Probability of correct keypoint (PCK) [2] is defined by the detection accuracy given error tolerance (the bigger, the better):\[{\rm PCK}@\epsilon = \frac{1}{17J}\sum_{j=1}^J \sum_{i=1}^{17} \delta\left(\frac{\|\widehat{\mathbf{x}}_{ij} - \mathbf{x}_{ij}\|}{W} < \epsilon\right)\]
where \(\delta(\cdot)\) is an indicator function that outputs 1 if the statement is true and zero otherwise. \(\epsilon\) is the spatial tolerance for correct detection. Note that PCK measures the detection accuracy given the normalized tolerance with respect to the bounding box width, e.g., PCK@0.2 with 200 pixel bounding box size refers to the detection accuracy where the detection with the error smaller than 40 pixels is considered as a correct detection.

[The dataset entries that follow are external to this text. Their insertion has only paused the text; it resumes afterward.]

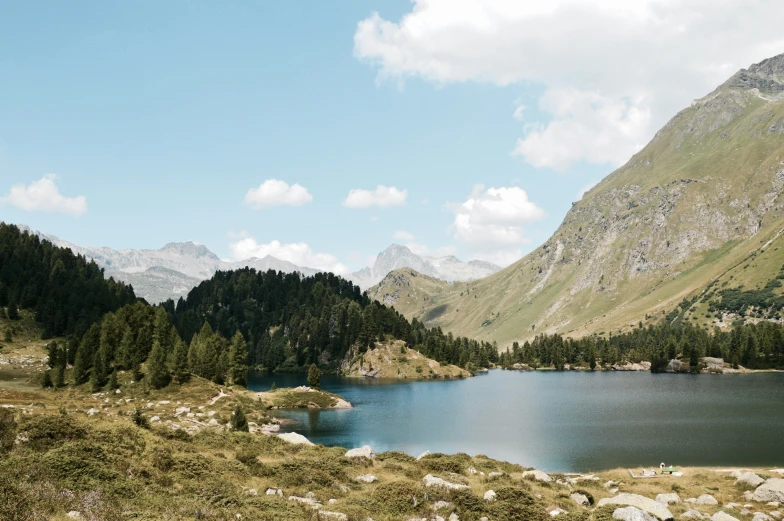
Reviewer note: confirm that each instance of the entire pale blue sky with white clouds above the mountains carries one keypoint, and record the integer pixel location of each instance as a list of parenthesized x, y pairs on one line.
[(321, 132)]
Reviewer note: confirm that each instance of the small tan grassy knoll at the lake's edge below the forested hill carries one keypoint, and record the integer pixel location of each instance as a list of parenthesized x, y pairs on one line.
[(387, 360)]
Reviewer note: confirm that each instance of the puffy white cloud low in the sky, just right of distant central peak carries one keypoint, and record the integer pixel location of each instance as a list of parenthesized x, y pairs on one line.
[(491, 222)]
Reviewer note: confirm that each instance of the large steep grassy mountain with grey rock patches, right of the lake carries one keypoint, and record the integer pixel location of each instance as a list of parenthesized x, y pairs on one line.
[(695, 213)]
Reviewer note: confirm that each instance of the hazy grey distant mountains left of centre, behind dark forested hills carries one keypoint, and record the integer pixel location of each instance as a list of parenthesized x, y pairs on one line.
[(169, 272)]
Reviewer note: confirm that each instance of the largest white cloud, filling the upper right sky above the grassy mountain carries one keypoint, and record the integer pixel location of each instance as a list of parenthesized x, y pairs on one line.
[(614, 71)]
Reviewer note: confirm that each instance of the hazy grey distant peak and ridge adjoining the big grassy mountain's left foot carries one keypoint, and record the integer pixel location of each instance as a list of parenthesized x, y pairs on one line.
[(448, 269)]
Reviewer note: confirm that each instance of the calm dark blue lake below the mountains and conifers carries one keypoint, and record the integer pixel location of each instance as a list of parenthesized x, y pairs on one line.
[(557, 421)]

Average precision (AP) measures detection precision (the bigger, the better):
\[{\rm AP}@\epsilon = \frac{1}{17J}\sum_{j=1}^J \sum_{i=1}^{17} \delta({\rm OKS}_{ij}\geq \epsilon)\]

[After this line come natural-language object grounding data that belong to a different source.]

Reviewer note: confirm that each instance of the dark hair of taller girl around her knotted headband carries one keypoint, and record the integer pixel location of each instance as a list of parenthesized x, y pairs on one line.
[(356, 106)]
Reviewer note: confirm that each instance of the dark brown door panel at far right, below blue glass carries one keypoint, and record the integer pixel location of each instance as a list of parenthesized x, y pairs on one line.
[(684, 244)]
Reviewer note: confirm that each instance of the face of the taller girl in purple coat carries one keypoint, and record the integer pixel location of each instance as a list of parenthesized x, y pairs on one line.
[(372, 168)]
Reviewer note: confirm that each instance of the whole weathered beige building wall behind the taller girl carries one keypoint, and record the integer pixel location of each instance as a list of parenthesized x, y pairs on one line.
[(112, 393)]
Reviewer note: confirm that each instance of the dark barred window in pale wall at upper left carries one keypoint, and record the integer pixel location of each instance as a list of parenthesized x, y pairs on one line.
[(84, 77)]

where OKS measures keypoint similarity [3]:
\[{\rm OKS}_{ij} = \exp\left(-\frac{\|\widehat{\mathbf{x}}_{ij} - \mathbf{x}_{ij}\|^2}{2W^2k_i^2}\right)\]
where \({\rm OKS}_{ij}\) is the keypoint similarity of the \(j^{\rm th}\) image of the \(i^{\rm th}\) landmark. \(k_i\) is the \(i^{\rm th}\) landmark relative tolerance. Unlike PCK, OKS measures per landmark accuracy by taking into account per landmark variance \(k_i\) (visual ambiguity of landmarks), e.g., eye is visually less ambiguous than hip. We define \(k_i\) based on COCO keypoint challenge and augment the tail landmark such that \(k_{tail} = k_{wrist}\). The evaluation code can be found here: evaluation code link[1] Karim Iskakov, Egor Burkov, Victor Lempitsky, and Yury Malkov. Learnable Triangulation of Human Pose. International Conference on Computer Vision (ICCV), 2019.
[2] Yi Yang and Deva Ramanan. Articulated Human Detection with Flexible Mixtures of Parts. IEEE Transactions on Pattern Analysis and Machine Intelligence (PAMI), 2013.
[3] Tsung-Yi Lin, Michael Maire, Serge Belongie, James Hays, Pietro Perona, Deva Ramanan, Piotr Dollár, Lawrence Zitnick. Microsoft COCO: Common Objects in Context. European Conference on Computer Vision (ECCV). 2014.